Souls on Board -
Blood Face EP (Low Transit Industries)
I wasn't sure about
Souls on Board's debut EP. It was very short (three real tracks), and while there was the surfed-out drive of
How to Make a Fire, there was also unconvincing alt-rock (
Hand) and kinda gimmicky Doors-style in
Oh These Walls!But potential, and a solid live show, got me into the next EP. And from the first track, that's a good decision.
Where the Dance Is may be an unwieldy name but it's a really good track, a perfectly produced almost-krautrock stomper with excellent guitar lines; just psychy enough while retaining a beautiful tone.

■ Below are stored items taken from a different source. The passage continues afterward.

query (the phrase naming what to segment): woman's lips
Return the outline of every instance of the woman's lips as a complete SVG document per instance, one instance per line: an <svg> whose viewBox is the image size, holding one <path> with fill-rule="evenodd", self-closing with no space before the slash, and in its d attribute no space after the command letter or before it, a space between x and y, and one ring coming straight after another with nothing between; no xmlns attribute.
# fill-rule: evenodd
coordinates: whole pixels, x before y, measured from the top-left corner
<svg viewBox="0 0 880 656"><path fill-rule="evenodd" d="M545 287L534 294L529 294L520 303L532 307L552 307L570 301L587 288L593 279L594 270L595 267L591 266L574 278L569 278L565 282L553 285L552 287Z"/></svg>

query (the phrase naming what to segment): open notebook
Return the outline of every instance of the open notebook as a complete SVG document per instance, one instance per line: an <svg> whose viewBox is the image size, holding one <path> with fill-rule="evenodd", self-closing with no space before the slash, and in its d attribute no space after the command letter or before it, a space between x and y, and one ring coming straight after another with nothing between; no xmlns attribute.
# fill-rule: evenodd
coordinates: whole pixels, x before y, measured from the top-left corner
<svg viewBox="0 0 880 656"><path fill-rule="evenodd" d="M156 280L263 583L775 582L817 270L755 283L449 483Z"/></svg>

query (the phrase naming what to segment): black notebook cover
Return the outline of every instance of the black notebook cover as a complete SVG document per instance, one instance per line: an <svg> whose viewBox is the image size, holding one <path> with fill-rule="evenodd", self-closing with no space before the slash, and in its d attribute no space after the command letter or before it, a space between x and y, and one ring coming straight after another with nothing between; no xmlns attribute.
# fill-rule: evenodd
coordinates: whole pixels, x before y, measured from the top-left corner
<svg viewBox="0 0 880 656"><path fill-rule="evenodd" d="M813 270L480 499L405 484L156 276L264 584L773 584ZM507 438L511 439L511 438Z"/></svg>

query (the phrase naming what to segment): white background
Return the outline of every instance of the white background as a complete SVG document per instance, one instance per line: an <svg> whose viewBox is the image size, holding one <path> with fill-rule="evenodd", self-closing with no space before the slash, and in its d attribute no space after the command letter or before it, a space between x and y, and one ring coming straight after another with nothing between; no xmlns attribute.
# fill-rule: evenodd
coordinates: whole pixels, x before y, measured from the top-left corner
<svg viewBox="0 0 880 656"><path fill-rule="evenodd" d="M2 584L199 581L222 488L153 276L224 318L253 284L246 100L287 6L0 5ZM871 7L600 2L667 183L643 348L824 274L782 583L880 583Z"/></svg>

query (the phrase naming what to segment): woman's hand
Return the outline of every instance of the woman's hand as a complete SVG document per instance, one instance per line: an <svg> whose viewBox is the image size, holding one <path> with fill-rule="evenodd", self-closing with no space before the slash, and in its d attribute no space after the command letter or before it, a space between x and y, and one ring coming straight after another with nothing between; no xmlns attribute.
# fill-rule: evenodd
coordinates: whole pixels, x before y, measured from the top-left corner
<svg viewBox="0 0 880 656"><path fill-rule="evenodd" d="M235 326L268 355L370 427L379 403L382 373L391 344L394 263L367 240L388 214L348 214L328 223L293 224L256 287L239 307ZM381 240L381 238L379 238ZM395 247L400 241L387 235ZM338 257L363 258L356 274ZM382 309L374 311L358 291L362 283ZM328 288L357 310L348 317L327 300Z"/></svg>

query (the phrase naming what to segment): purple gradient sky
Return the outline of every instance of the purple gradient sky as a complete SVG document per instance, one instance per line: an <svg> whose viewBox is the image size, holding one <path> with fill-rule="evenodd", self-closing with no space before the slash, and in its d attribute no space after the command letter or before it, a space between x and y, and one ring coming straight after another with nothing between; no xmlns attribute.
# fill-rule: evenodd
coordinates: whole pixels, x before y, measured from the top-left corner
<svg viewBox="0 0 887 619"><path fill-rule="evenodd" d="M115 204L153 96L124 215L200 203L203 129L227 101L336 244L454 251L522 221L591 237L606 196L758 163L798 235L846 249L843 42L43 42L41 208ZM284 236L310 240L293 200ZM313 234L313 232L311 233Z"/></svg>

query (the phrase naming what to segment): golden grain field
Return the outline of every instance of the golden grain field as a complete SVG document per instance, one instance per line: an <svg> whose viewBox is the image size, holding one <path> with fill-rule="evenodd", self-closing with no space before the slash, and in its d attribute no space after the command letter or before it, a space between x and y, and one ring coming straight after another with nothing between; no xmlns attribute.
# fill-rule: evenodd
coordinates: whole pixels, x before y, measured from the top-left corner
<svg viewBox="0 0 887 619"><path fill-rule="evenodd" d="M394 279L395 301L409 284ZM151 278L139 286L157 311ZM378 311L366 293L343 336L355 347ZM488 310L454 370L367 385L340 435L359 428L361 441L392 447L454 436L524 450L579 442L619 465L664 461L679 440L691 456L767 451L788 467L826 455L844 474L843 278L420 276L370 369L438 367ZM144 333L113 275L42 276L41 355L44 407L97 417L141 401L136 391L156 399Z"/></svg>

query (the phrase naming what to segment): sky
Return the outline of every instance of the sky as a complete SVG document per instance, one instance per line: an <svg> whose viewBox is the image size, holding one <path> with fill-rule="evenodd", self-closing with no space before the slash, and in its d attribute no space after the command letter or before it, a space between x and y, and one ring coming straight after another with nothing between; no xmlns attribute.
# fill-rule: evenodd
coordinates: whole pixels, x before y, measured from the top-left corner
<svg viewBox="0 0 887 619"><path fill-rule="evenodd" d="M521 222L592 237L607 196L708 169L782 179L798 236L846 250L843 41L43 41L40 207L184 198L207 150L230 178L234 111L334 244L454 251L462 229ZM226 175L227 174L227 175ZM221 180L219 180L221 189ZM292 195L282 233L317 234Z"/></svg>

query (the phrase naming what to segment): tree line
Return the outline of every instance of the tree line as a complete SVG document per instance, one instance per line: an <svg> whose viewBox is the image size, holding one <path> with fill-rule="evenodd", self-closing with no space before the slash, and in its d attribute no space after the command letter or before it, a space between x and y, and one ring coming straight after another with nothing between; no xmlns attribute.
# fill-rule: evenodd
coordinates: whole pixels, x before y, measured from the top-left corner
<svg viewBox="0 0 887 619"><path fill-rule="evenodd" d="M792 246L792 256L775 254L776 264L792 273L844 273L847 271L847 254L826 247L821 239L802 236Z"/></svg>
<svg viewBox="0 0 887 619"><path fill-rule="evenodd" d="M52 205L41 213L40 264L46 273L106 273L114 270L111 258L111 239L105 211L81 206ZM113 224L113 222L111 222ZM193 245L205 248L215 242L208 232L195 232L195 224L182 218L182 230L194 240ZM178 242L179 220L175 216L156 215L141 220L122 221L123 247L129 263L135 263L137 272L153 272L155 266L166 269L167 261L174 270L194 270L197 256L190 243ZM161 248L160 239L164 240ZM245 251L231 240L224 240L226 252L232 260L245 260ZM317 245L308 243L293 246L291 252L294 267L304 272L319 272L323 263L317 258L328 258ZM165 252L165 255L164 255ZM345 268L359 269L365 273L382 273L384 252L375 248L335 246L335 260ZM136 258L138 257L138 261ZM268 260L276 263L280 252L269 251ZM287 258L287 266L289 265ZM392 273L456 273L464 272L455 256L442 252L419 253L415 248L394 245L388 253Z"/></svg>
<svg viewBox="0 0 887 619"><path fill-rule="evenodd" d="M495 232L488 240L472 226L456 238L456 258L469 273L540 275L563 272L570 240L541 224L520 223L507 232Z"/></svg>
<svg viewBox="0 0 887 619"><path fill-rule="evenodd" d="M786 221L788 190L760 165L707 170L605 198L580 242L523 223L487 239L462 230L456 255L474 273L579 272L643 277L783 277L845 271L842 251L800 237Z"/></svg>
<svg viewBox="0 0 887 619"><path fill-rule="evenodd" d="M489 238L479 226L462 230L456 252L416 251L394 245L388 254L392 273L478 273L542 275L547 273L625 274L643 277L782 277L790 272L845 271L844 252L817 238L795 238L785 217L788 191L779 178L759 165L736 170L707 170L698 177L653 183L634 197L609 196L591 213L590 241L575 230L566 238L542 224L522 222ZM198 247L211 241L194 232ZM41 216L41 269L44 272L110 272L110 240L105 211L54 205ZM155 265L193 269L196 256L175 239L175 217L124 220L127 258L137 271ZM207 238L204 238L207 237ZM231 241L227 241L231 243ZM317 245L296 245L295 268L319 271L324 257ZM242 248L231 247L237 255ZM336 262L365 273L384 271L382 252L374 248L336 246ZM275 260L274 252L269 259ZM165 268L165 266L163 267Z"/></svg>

This guitar sound, drawn out of the instrument by Finn Keane's recording and Anthony Petrucci's deft fingers, is the icing the EP. Just to the cleaner side of psych-surf, with enough reverb to fill the mix, and some great chords - I love the up-and-down progression of the chorus in
Fingers. Underneath, it's the seething rhythm section, Simon Edwards' pacy drums and some bubbling bass lines, as we see in the garagey speed-punk of
This City's Full of Spies. At less than two minutes, it's completely different from the full-bodied jams of previous tracks, but pulled off with simple panache.
There's blissed-out keyboard crawl in
Souls on Board before kicking back hard into
Don't Let Them Say It Be So, another quicky punky track with a new-wave shouted chorus. Ignore the self-indulgent though strangely appropriate closer, a self-recorded noodle from Petrucci.
Melbourne has plenty of buzz bands but Souls on Board actually know chords, crafting songs rather than dumping energetic disposable pap. I'd compare them with Yo La Tengo if that wasn't a ridiculous and onerous comparison for a young band. But good things will come from these minds.